Esta sensación de desazón es casi la única cosa que compartimos, y la realidad es que si miramos a nuestro alrededor no vemos mucha energía, no hay elementos positivos que nos ilusionen. Y si los museos, las instituciones, están desesperados por los recortes de presupuestos, ¿qué podemos decir las publicaciones de arte? No gozamos ni del apoyo de las instituciones, ni del dinero público, ni del apoyo de las galerías privadas, y para qué hablar de las grandes marcas, que sólo creen en las revistas para la mujer y en los dominicales de los diarios más fuertes. Nos queda un lector cada vez más arrinconado por un arte actual que le sorprende y que a veces le irrita, que no entiende y del que cada vez se siente más excluido. Al lector le queda siempre la experiencia directa del arte, y a nosotros la esperanza de una buena noticia.

Esa buena noticia no va a venir, desde luego, de las nuevas tecnologías que plantean la gratuidad para nuestro trabajo. Es decir, de descargarse la revista gratis en cualquier soporte que se ponga (con un coste económico evidente) para evitar el coste ominoso de las imprentas (cuya existencia, por cierto, también tiende a extinguirse), de piratear aplicaciones, o de… ¿robar la revista de las librerías? Tal vez esto último no se vería bien, pero las otras opciones sí, claro. Mientras nosotros tenemos que pagar sí o sí los derechos de los artistas a los que catapultamos al éxito y a veces a las ventas reales, también tenemos que pagar a sus empresas de gestión para que algunos directivos vivan como príncipes, o incluso mejor. Claro que esto no es una buena noticia.

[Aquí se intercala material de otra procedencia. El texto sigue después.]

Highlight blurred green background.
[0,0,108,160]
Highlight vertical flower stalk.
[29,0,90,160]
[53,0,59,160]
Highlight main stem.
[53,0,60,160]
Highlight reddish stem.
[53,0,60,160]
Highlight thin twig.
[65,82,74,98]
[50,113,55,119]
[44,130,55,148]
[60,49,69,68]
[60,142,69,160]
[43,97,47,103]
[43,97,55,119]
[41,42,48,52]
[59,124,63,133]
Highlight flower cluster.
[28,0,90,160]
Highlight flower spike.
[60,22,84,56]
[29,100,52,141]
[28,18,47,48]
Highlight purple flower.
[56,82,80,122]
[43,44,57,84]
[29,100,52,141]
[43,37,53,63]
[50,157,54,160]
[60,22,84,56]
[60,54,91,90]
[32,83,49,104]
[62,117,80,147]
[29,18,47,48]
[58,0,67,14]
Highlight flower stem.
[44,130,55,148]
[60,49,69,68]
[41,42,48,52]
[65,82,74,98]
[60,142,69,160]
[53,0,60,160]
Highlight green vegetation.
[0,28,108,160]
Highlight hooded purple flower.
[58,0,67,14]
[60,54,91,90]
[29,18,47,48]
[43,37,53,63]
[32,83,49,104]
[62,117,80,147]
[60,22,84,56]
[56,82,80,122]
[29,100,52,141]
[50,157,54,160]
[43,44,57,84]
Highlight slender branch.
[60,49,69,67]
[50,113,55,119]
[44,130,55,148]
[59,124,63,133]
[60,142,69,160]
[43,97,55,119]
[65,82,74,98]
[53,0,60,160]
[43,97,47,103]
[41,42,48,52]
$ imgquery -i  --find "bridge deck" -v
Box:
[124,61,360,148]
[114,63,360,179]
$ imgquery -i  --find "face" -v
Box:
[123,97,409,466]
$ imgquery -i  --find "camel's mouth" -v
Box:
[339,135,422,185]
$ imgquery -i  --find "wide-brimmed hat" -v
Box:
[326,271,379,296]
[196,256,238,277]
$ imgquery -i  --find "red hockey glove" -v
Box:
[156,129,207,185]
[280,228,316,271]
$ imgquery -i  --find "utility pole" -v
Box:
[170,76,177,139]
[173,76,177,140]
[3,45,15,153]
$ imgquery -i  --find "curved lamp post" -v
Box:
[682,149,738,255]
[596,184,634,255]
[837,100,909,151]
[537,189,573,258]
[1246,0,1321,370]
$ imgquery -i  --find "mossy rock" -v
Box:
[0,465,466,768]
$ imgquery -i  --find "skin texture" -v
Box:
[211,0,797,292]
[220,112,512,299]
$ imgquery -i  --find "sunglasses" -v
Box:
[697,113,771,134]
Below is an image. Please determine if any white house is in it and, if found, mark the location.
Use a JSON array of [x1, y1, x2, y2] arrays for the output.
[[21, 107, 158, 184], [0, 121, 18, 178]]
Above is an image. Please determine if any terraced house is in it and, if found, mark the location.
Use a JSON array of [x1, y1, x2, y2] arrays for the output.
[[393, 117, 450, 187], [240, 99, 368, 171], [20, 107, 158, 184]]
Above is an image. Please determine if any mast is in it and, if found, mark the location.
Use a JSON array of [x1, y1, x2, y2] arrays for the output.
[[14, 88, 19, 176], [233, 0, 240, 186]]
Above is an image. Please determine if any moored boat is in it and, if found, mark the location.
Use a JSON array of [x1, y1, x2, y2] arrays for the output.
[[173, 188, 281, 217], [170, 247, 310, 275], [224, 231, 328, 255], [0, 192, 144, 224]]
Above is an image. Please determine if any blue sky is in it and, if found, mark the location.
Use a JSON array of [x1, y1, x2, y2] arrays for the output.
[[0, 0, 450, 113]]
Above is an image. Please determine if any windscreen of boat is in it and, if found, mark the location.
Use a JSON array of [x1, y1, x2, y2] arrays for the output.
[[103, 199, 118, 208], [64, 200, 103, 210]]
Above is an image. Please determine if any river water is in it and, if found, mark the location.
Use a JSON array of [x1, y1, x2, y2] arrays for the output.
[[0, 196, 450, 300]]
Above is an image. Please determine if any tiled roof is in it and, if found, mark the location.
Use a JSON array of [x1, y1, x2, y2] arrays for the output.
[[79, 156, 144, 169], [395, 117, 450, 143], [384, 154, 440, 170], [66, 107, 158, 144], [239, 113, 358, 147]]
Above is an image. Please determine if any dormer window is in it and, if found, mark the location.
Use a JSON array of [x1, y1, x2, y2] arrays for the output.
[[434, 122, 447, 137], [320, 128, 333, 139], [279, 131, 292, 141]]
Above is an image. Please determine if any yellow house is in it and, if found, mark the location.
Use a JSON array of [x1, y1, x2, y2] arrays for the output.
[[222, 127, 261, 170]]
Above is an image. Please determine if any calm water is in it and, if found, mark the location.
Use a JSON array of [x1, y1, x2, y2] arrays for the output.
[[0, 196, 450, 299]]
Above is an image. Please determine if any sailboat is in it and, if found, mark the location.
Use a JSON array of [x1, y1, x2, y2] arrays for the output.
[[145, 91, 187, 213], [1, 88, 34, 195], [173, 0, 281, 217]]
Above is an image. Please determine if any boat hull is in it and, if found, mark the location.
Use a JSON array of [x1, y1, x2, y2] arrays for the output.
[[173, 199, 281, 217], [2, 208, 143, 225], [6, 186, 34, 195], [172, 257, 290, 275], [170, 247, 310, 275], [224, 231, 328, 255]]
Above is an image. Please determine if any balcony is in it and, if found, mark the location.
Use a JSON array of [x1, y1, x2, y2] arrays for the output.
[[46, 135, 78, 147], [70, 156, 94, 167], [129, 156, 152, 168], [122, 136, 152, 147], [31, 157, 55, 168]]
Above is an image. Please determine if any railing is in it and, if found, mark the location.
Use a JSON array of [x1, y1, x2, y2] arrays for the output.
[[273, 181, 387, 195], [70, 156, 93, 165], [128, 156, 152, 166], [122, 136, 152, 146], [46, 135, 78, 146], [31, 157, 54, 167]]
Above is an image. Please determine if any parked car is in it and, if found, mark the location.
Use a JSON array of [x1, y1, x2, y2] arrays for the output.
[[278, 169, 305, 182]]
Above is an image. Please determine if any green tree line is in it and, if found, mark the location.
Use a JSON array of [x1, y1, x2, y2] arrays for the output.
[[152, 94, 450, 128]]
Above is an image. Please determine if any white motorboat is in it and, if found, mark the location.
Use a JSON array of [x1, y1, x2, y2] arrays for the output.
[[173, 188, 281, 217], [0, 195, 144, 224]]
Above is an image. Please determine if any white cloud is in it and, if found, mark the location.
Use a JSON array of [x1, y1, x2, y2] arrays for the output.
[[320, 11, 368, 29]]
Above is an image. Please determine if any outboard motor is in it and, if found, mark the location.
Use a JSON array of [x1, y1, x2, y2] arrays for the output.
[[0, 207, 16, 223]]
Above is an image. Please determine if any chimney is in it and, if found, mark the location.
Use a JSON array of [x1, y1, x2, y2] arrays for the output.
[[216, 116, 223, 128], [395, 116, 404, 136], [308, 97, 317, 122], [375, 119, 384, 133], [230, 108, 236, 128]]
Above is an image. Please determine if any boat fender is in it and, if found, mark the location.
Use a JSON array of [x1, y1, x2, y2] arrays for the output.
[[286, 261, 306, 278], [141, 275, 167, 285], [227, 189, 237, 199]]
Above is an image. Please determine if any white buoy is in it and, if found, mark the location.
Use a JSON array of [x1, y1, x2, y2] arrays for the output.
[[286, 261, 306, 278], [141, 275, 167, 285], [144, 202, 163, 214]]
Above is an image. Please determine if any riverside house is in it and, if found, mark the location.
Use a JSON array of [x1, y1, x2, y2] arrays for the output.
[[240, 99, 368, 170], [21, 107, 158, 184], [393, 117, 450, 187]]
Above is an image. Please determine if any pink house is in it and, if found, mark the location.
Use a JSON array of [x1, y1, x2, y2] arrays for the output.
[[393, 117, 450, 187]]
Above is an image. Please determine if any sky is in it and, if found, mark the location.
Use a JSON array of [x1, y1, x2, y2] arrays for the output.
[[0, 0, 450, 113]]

Los medios de comunicación, por muy especializados que sean, no deben inventarse las noticias, ni las buenas ni las malas, pero, ¿cómo hacemos para dar un poco de alegría al patio si todo lo que está sucediendo es absolutamente irrelevante para subir el nivel de entusiasmo del sector? Cuando la participación en la Bienal de Venecia vuelve a ser un muermo, cuando las temporadas expositivas despiertan un interés relativo en el sector, y cuando nadie se atreve a apostar qué galerías van a cerrar antes o qué revistas van a sobrevivir a la quema, se impone una actitud diferente. Algo hay que hacer para recuperar la energía y la ilusión. Es cierto que cuando nos metemos en un túnel oscuro es muy difícil ver nada, pero a veces ese túnel es solamente que hemos cerrado los ojos y no queremos ver. Las cosas no van a cambiar aunque nosotros, todos, suframos mucho y seamos tremendamente infelices. Eso sólo lo puede empeorar aún más.

Necesitamos una buena noticia, y tal vez la tengamos que generar nosotros mismos. Tal vez tengamos que empezar a mirar el arte, a disfrutar en los museos, a ver en el cine algo más que una industria, a leer en papel los libros que todavía no hemos leído, incluso los que ya leímos hace tiempo. Habrá que aprender a escribir mejor, a intentar hacerlo mejor. La solución siempre está en nosotros mismos y en la cultura, esa aliada fiel que nos ayuda a superar los malos momentos.

Esta es la buena noticia: seguimos vivos.